1. Your first choice is to figure out how to increase your growth rate of income, so that it exceeds again the growth rate of your debt payments. Unfortunately, this requires the same kind of good luck, as Covid-19 was bad luck. Even in the best years of the current administration, the growth rate of debt was higher than the growth rate of income and taxes.
2. Your second choice is to start selling some of your assets. The government owns vast swaths of land (and many other) assets. Unfortunately, these are in (free) use by important voting groups in rural states that will be reluctant to give them up.

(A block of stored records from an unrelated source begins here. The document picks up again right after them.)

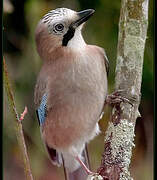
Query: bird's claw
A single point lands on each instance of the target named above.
(115, 99)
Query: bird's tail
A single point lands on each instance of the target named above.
(80, 173)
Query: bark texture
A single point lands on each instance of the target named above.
(119, 139)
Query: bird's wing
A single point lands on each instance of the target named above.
(41, 111)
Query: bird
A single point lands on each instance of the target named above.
(71, 88)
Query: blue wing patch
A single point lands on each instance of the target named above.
(41, 111)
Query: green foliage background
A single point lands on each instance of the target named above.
(24, 64)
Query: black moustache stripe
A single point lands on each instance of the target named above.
(69, 35)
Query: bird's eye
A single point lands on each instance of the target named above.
(59, 27)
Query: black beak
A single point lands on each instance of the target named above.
(83, 16)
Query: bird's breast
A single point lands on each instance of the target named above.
(76, 96)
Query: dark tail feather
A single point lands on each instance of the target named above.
(80, 173)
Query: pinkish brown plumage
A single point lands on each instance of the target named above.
(74, 79)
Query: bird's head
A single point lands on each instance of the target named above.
(61, 28)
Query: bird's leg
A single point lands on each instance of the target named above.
(115, 98)
(84, 166)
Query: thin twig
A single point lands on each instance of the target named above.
(18, 124)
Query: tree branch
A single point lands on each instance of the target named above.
(18, 124)
(120, 133)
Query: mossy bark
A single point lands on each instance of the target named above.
(119, 139)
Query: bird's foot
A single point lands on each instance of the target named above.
(115, 99)
(84, 166)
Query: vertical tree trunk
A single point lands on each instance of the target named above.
(120, 133)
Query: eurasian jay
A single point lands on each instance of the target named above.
(71, 87)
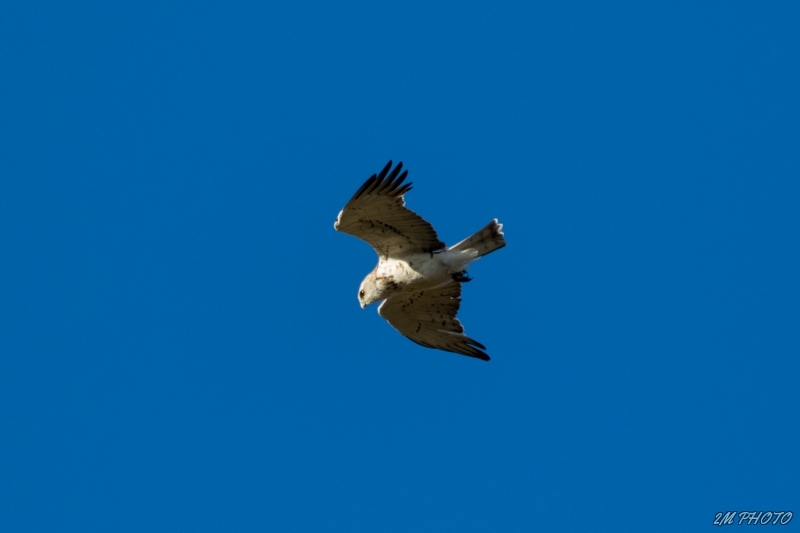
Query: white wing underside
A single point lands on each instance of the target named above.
(429, 318)
(377, 215)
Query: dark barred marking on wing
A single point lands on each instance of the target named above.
(429, 318)
(377, 214)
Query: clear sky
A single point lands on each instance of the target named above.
(182, 347)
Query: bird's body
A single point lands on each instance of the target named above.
(417, 276)
(417, 272)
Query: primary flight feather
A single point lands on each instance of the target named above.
(417, 277)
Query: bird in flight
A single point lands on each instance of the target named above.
(418, 277)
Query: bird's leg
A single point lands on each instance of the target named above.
(461, 277)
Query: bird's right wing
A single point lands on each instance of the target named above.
(429, 318)
(378, 214)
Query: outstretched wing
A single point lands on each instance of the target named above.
(377, 214)
(429, 318)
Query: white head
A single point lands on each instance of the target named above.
(370, 291)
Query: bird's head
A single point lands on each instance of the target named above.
(369, 292)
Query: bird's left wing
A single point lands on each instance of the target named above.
(429, 318)
(377, 214)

3. Your third choice is to elect a government willing to cut back on spending. The only categories that would make meaningful differences are Social Security, Medicare, and the military. Unfortunately, there are few of you (and certainly no politicians) willing to do so for now.
4. Your fourth choice is to confiscate your assets or to increase your taxes. As the average representative, if you wanted to cover your running expenses, you would have to increase your taxes by 50 percent. Instead of $38,000 to cover rent, food, medical expenses, etc., you would have only $30,000. Unfortunately, marginal taxes are already above. 50 percent for above-average earners. They would have to reach 75 percent or more.
5. Your fifth choice is to continue borrowing to cover deficits. Unfortunately, you are gambling that your creditors will never fear for your ability to pay up eventually.
6. Your sixth choice is to print more money. Unlike Argentina, your debt is denominated in your own currency. If you can double or triple inflation, you can erode the value of your outstanding debt. Unfortunately, this will also wipe out your financial savings in Treasuries. (If you think this is where this is heading, contemplate your investments!)
I see no appetite among the American public for any of the above today. Thus, I predict that we will muddle through until the train is so clearly about to hit the wall that we will switch equilibrium. Then, with lots of civil strife, we will probably have to adopt all of the above.
Paul Krugman would probably describe my views here as those of a zombie. I would love him to be proven right and for me to be proven wrong. Paul, where have I made a mistake?
Ivo Welch is the Distinguished Professor of Finance and holds the J. Fred Weston Chair in Finance at UCLA Anderson.